ClusterLabs / ha_cluster_exporter

Prometheus exporter for Pacemaker based Linux HA clusters
Apache License 2.0
79 stars 35 forks source link

Implement SBD watchdog and msgwait metrics #174

Closed MalloZup closed 4 years ago

MalloZup commented 4 years ago

todo:

Note:

I have implemented the metric like

ha_cluster_sbd_devices{device="/dev/vdd",status="healthy"} 1
ha_cluster_sbd_devices_watchdog_timeout{device="/dev/vdc"} 60
ha_cluster_sbd_devices_msgwait_timeout{device="/dev/vdd"} 120

I didn't found any useful doc about the loop and allocate metric so I even wondered if we should expose them. (In fact I haven't but if they are meant to be useful, we should definitely document this in the suse-doc) See: https://documentation.suse.com/sle-ha/15-SP2/html/SLE-HA-all/cha-ha-storage-protect.html#sec-ha-storage-protect-watchdog-timings

@diegoakechi cc @nick-wang cc

I personally think that if we are exposing only 2 metrics we can create for each one a new metric without label.

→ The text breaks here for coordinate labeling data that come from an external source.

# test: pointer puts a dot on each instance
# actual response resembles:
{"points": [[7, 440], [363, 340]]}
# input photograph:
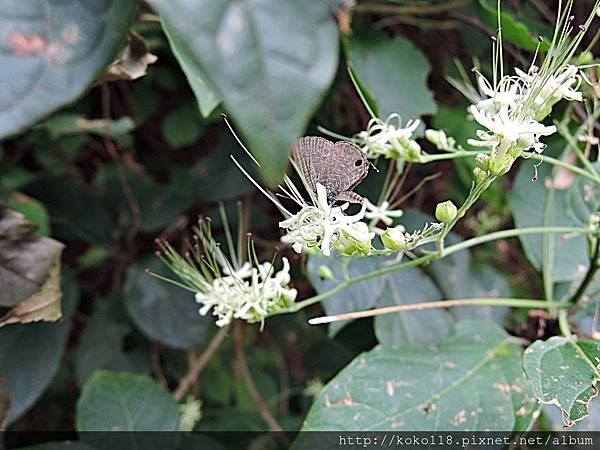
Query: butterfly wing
{"points": [[338, 167]]}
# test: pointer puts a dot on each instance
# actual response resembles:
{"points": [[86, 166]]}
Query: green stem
{"points": [[571, 167], [575, 146], [433, 256], [563, 321], [513, 302], [589, 276]]}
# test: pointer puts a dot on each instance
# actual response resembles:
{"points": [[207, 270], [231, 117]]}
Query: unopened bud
{"points": [[445, 212], [325, 273], [482, 161], [479, 175], [394, 239]]}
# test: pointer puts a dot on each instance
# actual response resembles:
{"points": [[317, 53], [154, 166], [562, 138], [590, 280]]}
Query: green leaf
{"points": [[215, 177], [102, 342], [69, 200], [183, 126], [564, 372], [63, 445], [583, 199], [528, 202], [113, 401], [457, 276], [513, 31], [53, 51], [425, 327], [355, 298], [71, 124], [160, 204], [205, 95], [164, 312], [30, 353], [468, 382], [29, 271], [393, 72], [271, 61]]}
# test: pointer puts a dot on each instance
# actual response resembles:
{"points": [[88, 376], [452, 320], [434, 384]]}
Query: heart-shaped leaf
{"points": [[394, 74], [52, 51], [271, 61], [113, 401], [564, 372], [471, 381], [30, 353]]}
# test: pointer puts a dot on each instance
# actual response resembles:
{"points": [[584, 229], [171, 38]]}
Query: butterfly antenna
{"points": [[224, 116], [279, 206]]}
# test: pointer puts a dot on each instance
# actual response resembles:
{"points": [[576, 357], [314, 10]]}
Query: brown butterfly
{"points": [[338, 167]]}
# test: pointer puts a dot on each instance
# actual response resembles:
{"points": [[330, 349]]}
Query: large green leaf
{"points": [[513, 31], [162, 311], [425, 327], [471, 381], [30, 353], [52, 51], [102, 343], [112, 401], [393, 72], [355, 298], [205, 95], [270, 61], [583, 199], [457, 276], [564, 372], [529, 203]]}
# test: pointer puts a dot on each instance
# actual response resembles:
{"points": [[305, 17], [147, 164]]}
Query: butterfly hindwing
{"points": [[338, 167]]}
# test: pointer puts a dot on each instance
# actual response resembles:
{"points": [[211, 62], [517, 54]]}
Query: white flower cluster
{"points": [[389, 139], [511, 111], [323, 226], [382, 213], [249, 293]]}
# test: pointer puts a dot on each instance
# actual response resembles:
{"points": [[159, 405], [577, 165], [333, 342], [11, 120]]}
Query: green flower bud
{"points": [[586, 58], [434, 136], [394, 239], [482, 161], [446, 211], [356, 240], [500, 166], [515, 152], [413, 151], [479, 175], [325, 273]]}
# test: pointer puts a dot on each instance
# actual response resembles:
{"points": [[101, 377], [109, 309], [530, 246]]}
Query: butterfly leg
{"points": [[349, 196]]}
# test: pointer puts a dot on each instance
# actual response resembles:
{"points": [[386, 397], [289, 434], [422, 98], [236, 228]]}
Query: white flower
{"points": [[382, 213], [506, 130], [387, 138], [321, 225], [250, 293], [559, 86]]}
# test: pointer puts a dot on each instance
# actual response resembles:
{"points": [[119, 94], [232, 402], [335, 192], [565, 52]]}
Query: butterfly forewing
{"points": [[338, 167]]}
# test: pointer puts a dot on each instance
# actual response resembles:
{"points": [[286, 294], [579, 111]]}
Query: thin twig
{"points": [[410, 9], [111, 149], [194, 372], [156, 367], [515, 302], [242, 365], [477, 24], [589, 276]]}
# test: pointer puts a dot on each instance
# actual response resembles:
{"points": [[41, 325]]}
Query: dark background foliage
{"points": [[127, 161]]}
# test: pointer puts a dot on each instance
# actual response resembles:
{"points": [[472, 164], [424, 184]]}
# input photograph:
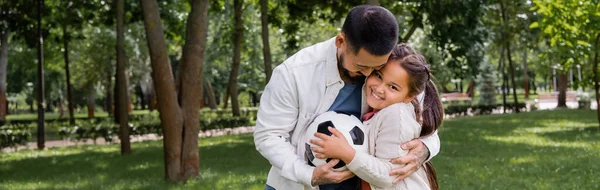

If we want to expose 4 then I will refactor accordingly with a type label. I am ok with both directions

diegoakechi commented 4 years ago

@MalloZup How are these kind of metric being formatted on other cases or maybe on other exporters? I think the usage of label more flexible and elegant, but at the same time it might make harder for the consumer. Imagine that we use label and implement only 2 metrics. When a third label is introduced we might break dashboards that might not have consistent filters, while a new metric would be ignored.

With that my vote is for separated metrics.

stefanotorresi commented 4 years ago

@diegoakechi for these kind of use cases, the best practice is exactly the opposite of using separate metrics. See https://prometheus.io/docs/practices/instrumentation/#use-labels

diegoakechi commented 4 years ago

@diegoakechi for these kind of use cases, the best practice is exactly the opposite of using separate metrics. See https://prometheus.io/docs/practices/instrumentation/#use-labels

Sure, in that case lets go this way. Also, make sure to include all the metrics, so we avoid any filtering problem in the future. Thanks @stefanotorresi

MalloZup commented 4 years ago

@stefanotorresi I'm ok to use the type even for 2 metric.

ha_cluster_sbd_device_timeout{type="watchdog",device="/dev/vdc" 1
ha_cluster_sbd_device_timeout{type="msgwait",device="/dev/vdc"} 1

as follow-up with @yan-gao discussion we don't need to expose the other 2 metrics since they are more confusing then helping

thx for reviews. I will rework this during the day.

stefanotorresi commented 4 years ago

as follow-up with @yan-gao discussion we don't need to expose the other 2 metrics since they are more confusing then helping

okay, sounds good to me!